So I watched “Logan” the other day with the wife.

I thought I was alright when we walked out of the cinema. And then I started walking on my own toward the toy shop, staring at the Mazinger figures. I shed tears. I think I needed to.

Why shouldn’t I? I grew up with these characters. I was there when the first “X-Men” film was shown in theaters. And “Logan” was clear to point out about the film’s climactic battle. “X-Men” was the reason how Marvel films were first appreciated. Then we got “Spider-Man” eventually leading to “Iron Man” and the Marvel Cinematic Universe.

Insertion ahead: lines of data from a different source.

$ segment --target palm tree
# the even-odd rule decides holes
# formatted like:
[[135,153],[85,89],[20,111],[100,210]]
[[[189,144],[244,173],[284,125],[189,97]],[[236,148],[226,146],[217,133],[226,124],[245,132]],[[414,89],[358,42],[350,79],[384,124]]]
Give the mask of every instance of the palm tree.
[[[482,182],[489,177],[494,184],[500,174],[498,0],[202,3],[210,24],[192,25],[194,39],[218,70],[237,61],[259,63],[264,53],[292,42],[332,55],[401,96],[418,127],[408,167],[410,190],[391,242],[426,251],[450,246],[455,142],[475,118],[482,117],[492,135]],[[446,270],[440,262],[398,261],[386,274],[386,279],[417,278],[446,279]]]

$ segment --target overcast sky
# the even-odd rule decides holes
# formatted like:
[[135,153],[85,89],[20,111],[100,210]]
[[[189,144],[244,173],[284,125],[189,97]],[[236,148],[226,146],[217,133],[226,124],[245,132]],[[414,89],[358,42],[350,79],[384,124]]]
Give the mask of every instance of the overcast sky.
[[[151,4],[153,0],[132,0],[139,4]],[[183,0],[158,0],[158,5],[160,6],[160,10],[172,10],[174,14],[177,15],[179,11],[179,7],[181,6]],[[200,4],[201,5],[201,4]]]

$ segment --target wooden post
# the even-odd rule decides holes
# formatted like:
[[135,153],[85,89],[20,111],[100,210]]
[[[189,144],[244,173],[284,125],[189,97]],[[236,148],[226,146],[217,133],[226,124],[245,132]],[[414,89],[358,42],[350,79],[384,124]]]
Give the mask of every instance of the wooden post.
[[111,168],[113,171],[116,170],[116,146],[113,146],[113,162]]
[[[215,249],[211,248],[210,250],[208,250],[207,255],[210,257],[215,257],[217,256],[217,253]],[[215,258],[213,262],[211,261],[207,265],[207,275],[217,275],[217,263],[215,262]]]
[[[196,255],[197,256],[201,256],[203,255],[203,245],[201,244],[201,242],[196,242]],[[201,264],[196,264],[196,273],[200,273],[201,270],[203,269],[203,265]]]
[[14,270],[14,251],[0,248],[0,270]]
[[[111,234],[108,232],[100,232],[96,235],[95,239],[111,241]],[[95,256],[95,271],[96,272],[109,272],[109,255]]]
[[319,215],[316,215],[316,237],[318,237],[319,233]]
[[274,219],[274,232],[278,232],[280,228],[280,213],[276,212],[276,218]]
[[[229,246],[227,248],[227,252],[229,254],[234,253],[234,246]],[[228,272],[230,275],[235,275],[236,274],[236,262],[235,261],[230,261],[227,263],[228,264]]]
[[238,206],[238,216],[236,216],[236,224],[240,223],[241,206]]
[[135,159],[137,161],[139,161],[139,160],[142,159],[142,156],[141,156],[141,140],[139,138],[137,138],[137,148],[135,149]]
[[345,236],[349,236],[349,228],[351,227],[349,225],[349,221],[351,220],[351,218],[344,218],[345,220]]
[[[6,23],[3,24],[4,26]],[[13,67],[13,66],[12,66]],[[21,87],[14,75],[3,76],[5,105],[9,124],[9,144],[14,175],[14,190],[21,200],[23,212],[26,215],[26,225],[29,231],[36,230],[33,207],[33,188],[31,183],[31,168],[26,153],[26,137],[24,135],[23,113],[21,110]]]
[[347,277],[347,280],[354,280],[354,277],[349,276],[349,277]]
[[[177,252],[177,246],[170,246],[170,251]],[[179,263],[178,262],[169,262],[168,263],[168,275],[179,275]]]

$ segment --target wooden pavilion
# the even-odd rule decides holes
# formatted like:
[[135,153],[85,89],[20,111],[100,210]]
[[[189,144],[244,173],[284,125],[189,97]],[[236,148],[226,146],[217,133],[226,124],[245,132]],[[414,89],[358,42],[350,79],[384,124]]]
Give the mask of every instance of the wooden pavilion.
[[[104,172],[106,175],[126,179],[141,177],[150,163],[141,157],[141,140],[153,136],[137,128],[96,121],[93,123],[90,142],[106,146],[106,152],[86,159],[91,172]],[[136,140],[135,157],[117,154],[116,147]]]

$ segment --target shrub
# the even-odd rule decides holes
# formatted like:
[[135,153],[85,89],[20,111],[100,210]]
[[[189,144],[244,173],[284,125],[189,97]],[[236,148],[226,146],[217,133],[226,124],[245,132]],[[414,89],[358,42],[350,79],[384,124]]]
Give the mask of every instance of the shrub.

So, coincidence or otherwise, we owe a lot to “X-Men.” Enough about that.

“Logan” is more about the relationship between Logan and Professor Charles Xavier. And less to do with Logan and Laura. Looking back, almost all of the X-Men films were family-centered. They were about building strong bridges and patching the holes on old ones. There’s a lot of dad or parental issues there too. None came as close as “Logan.” It exceeded expectations. We were given a proper drama film with action elements that made perfect use of the characters they were given with.

The emotion fires up all twelve-cylinders. It’s intense. The action sequences, in truth, while amusing, were the less interesting bits of it. The quiet moments between Logan and Charles, the laughter, the constant swearing between the two – and yes, hearing Charles drop the F-Bomb several times is both hilarious and shocking at the same time – were all the film’s finest highlights.

The relationship between Logan and Laura was not explored as much as I’d hope it would. There is almost nothing that between the two that allowed them to bond. Charles served as an anchor and that worked well for a while. Then again, I could be missing things here: Laura continued to hold on hope that Logan is the hero she thinks he is. And Logan, well, for Charles’ sake.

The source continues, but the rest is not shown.